TyGirlz created two limited-edition dolls dubbed “Sweet Sasha” and “Marvelous Malia,” which were quickly discontinued because of incredible likeness to the First Daughters, which the company claimed was not their intention.
Dubbed “trendsetters-in-training” by Women’s Wear Daily (WWD), Sasha and Malia are establishing what little girls around the country want to wear. Taking notes from their stylish mother has cultivated a youthful fashion sensibility for her two daughters.
Meet Ariel Binns, 6, a beautiful brown-skinned girl is taking over the modeling scene, as there’s been an increase in the need for young Black models.
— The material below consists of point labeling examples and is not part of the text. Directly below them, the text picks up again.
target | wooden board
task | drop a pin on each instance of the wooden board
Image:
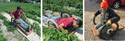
(95, 31)
(24, 30)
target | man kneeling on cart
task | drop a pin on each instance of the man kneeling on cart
(64, 23)
(19, 21)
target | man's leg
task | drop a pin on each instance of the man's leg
(25, 24)
(98, 26)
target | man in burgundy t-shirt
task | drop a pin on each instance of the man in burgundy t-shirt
(64, 23)
(18, 20)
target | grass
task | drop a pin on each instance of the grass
(13, 5)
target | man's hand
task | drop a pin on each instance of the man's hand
(108, 23)
(94, 16)
(13, 17)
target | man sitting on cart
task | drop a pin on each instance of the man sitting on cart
(19, 21)
(108, 16)
(64, 23)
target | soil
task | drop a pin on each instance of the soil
(91, 6)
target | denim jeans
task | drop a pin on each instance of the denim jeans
(50, 16)
(23, 24)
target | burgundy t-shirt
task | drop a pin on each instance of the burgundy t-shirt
(17, 14)
(66, 21)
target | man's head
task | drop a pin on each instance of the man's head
(104, 6)
(18, 8)
(77, 23)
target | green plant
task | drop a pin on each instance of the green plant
(53, 35)
(2, 38)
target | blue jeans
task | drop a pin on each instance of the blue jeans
(23, 24)
(50, 16)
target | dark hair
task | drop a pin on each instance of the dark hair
(79, 22)
(18, 7)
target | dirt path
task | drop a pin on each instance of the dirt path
(91, 6)
(79, 32)
(19, 35)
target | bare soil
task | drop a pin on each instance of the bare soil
(91, 6)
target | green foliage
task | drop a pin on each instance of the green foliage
(9, 26)
(53, 35)
(2, 38)
(2, 17)
(71, 3)
(37, 28)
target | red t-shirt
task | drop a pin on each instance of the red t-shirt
(17, 14)
(66, 21)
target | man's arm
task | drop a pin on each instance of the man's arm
(115, 18)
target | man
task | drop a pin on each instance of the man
(64, 23)
(19, 21)
(108, 16)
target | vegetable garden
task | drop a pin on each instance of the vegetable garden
(32, 11)
(58, 6)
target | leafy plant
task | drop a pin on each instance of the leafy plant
(53, 35)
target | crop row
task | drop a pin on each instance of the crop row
(32, 16)
(60, 9)
(11, 28)
(71, 3)
(53, 35)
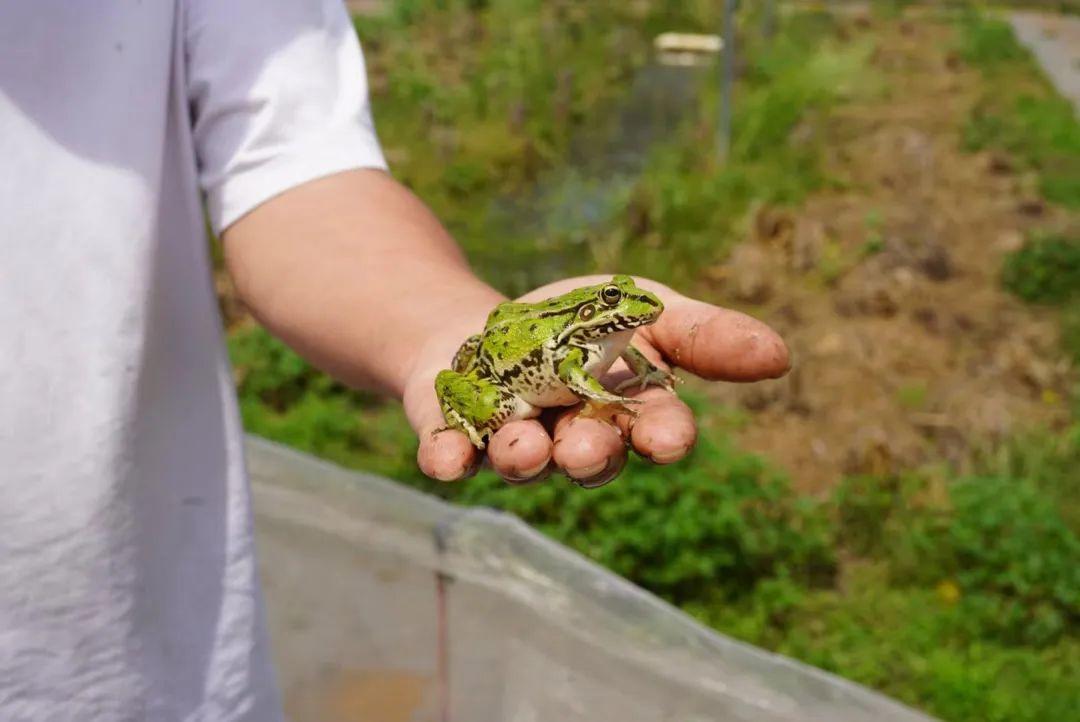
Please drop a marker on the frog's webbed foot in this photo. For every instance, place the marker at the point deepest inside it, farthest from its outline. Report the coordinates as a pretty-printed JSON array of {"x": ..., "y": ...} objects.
[
  {"x": 467, "y": 353},
  {"x": 471, "y": 405},
  {"x": 599, "y": 403},
  {"x": 607, "y": 411},
  {"x": 646, "y": 373}
]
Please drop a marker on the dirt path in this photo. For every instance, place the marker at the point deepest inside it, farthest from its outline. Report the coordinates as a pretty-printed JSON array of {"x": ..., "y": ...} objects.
[
  {"x": 1055, "y": 42},
  {"x": 906, "y": 350}
]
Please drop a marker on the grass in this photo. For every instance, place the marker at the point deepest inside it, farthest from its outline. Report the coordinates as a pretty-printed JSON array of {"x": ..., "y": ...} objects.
[
  {"x": 1020, "y": 112},
  {"x": 956, "y": 595}
]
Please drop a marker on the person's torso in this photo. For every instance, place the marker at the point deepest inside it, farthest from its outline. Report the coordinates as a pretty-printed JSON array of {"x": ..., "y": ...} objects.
[{"x": 127, "y": 587}]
Binns, pictured here, works the runway like a seasoned pro at the Child Magazine Fall 2007 fashion show during Mercedes-Benz Fashion Week New York.
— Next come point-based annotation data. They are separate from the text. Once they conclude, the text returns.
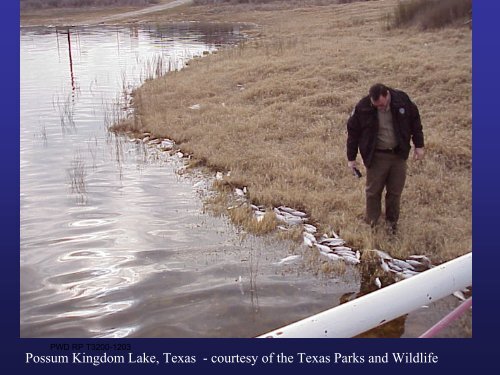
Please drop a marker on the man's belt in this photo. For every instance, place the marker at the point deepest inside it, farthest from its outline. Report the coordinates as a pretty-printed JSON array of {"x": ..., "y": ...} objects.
[{"x": 387, "y": 150}]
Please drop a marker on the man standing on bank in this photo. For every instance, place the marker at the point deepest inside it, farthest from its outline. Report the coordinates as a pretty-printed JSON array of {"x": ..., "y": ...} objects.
[{"x": 381, "y": 127}]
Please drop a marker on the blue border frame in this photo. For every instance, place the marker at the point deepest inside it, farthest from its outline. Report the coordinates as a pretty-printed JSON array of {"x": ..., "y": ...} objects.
[{"x": 478, "y": 353}]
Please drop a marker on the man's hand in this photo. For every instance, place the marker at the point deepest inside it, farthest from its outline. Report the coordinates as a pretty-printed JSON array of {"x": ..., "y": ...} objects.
[{"x": 419, "y": 154}]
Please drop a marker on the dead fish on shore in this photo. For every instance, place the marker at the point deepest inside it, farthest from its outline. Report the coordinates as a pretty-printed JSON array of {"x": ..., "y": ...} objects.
[
  {"x": 287, "y": 260},
  {"x": 323, "y": 248},
  {"x": 401, "y": 264},
  {"x": 332, "y": 256},
  {"x": 309, "y": 239},
  {"x": 331, "y": 241},
  {"x": 310, "y": 228}
]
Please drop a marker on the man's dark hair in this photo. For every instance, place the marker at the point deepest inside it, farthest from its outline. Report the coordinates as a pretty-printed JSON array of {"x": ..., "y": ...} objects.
[{"x": 377, "y": 90}]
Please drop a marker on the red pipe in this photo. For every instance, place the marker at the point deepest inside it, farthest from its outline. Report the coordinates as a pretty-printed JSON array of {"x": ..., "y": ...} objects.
[{"x": 447, "y": 320}]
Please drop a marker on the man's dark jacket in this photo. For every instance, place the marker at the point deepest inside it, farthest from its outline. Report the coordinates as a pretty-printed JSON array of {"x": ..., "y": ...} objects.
[{"x": 362, "y": 127}]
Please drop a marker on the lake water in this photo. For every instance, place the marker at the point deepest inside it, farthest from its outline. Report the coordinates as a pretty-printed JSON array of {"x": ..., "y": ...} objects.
[{"x": 114, "y": 241}]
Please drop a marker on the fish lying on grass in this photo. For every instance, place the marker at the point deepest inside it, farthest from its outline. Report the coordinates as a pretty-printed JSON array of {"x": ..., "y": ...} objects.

Tyra Banks graced the cover of Harper’s Bazaar’s 2008 fall fashion issue, where they featured the budding mogul as First Lady Michelle Obama in an editorial spread dubbed “American Dream.” To complete Banks’s White House makeover, Ariel Binns, a 6-year-old first-grader from Brooklyn, was cast as First Daughter Sasha Obama (pictured under an Oval Office-like desk).
“We have definitely seen an increase in the demand for Sasha and Malia look-alikes," says Natasha Matallana, booking agent for the children/teens division at Product Model Management. "Nadia (pictured) was shot by New York magazine as Malia and we had another model shoot a segment for “Entertainment Tonight” as Sasha. Sasha and Malia have inspired more parents of beautiful African-American girls to submit images to the agency and our submissions have increased by 50 percent. Having an African-American President has not only inspired adults, but kids across the country.”
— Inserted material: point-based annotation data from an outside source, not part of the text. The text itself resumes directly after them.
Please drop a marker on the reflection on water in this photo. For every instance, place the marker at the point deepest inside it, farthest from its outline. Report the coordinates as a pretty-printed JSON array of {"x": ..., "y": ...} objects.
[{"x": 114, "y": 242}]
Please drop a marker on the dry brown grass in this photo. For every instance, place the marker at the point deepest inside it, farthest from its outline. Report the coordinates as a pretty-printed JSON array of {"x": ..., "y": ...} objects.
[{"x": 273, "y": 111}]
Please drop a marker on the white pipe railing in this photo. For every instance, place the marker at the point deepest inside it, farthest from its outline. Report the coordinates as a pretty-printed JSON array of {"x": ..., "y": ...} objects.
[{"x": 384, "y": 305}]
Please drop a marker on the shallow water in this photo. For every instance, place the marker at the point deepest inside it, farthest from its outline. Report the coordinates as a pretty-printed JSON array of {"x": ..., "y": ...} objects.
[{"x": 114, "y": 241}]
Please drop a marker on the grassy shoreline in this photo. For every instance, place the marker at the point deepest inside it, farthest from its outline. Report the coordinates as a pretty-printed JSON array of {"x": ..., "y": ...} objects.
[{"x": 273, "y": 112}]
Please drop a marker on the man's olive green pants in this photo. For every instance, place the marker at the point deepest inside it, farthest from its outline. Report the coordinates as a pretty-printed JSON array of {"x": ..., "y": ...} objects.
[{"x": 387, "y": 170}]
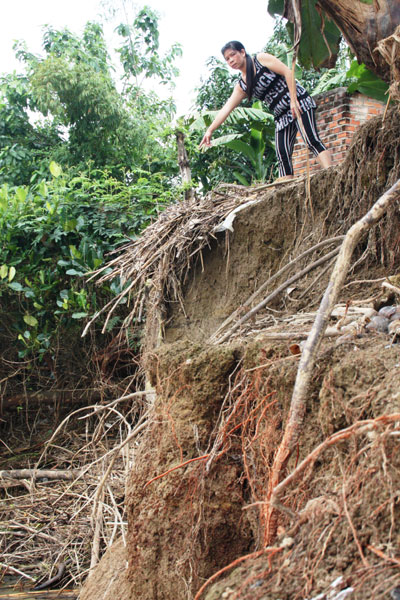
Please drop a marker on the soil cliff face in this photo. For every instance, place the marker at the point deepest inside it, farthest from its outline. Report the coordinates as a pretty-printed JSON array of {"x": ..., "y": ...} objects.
[{"x": 197, "y": 491}]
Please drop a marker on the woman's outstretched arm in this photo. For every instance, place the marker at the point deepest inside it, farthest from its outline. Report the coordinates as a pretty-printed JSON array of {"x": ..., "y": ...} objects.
[{"x": 235, "y": 99}]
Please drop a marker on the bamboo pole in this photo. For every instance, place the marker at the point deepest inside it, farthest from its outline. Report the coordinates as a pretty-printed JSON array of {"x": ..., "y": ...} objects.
[{"x": 305, "y": 370}]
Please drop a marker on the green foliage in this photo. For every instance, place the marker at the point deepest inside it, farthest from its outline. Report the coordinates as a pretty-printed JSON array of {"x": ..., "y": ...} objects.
[
  {"x": 366, "y": 82},
  {"x": 22, "y": 145},
  {"x": 53, "y": 233},
  {"x": 87, "y": 117},
  {"x": 140, "y": 55},
  {"x": 214, "y": 91},
  {"x": 253, "y": 140}
]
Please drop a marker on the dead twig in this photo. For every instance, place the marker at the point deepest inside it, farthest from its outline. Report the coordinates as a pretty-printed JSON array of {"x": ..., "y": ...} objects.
[
  {"x": 271, "y": 279},
  {"x": 275, "y": 293},
  {"x": 306, "y": 366}
]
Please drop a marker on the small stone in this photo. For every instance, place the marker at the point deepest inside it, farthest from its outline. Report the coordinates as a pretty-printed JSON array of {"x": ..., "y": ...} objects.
[
  {"x": 287, "y": 542},
  {"x": 387, "y": 311},
  {"x": 378, "y": 323}
]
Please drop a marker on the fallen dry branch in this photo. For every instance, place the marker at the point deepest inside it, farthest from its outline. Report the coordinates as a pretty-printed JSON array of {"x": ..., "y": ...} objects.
[
  {"x": 73, "y": 519},
  {"x": 358, "y": 428},
  {"x": 251, "y": 313},
  {"x": 306, "y": 366},
  {"x": 270, "y": 280},
  {"x": 66, "y": 475},
  {"x": 155, "y": 265}
]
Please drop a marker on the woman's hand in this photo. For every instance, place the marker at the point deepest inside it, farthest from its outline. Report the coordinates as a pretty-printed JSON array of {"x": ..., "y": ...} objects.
[
  {"x": 295, "y": 108},
  {"x": 206, "y": 141}
]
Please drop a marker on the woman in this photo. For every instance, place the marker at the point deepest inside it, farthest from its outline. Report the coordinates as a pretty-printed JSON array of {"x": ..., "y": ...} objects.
[{"x": 267, "y": 78}]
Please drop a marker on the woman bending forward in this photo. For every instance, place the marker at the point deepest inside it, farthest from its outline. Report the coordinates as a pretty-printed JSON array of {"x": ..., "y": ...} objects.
[{"x": 268, "y": 79}]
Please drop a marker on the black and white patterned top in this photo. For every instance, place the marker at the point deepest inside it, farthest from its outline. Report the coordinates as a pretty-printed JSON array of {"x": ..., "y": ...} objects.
[{"x": 270, "y": 87}]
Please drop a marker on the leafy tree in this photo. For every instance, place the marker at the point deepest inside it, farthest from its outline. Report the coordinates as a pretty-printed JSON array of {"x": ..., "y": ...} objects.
[
  {"x": 73, "y": 87},
  {"x": 139, "y": 53},
  {"x": 23, "y": 145},
  {"x": 254, "y": 140},
  {"x": 55, "y": 231},
  {"x": 363, "y": 23}
]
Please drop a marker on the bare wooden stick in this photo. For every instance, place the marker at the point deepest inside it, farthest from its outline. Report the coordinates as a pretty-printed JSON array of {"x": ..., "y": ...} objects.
[
  {"x": 17, "y": 571},
  {"x": 271, "y": 279},
  {"x": 305, "y": 370},
  {"x": 275, "y": 293},
  {"x": 391, "y": 287},
  {"x": 355, "y": 429},
  {"x": 66, "y": 475}
]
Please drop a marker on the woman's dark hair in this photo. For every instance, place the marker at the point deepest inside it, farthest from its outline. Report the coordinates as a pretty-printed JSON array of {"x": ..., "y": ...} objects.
[{"x": 238, "y": 46}]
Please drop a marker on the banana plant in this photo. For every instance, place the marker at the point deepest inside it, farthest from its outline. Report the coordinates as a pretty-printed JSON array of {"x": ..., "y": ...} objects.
[{"x": 255, "y": 141}]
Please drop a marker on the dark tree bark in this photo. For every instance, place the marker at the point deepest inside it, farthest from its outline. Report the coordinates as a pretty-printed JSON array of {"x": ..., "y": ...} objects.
[{"x": 363, "y": 26}]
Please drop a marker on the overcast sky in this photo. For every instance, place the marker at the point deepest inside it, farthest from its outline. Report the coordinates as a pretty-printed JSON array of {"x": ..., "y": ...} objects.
[{"x": 202, "y": 27}]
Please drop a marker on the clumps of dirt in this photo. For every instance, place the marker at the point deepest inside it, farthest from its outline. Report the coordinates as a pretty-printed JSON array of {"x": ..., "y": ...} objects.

American “tweens” are fascinated with Sasha and Malia. Their sweet smiling faces have captured the hearts of not only Americans, but the entire world. The First Daughters have become fashion trendsetters, setting the tone for how little girls want to dress. The J.Crew coats the girls wore on President Obama’s inauguration sold out on the retailers Web site within moments, catapulting the girls into American pop style icons.
With U.S. retailers struggling to make profits in our current economic climate, First Lady Michelle Obama and her gorgeous girls are a ray of light for a troubled industry. The country will be watching the darling duo as they blossom into little fashion icons wearing clothes that are both affordable and fashionable.
“Marketers are finally waking up to it: Black is beautiful,” shares global branding expert David Rogers to CNN.com. “It’s just going to become part of the fabric of the fashion imagery of pop culture, which is a great thing.”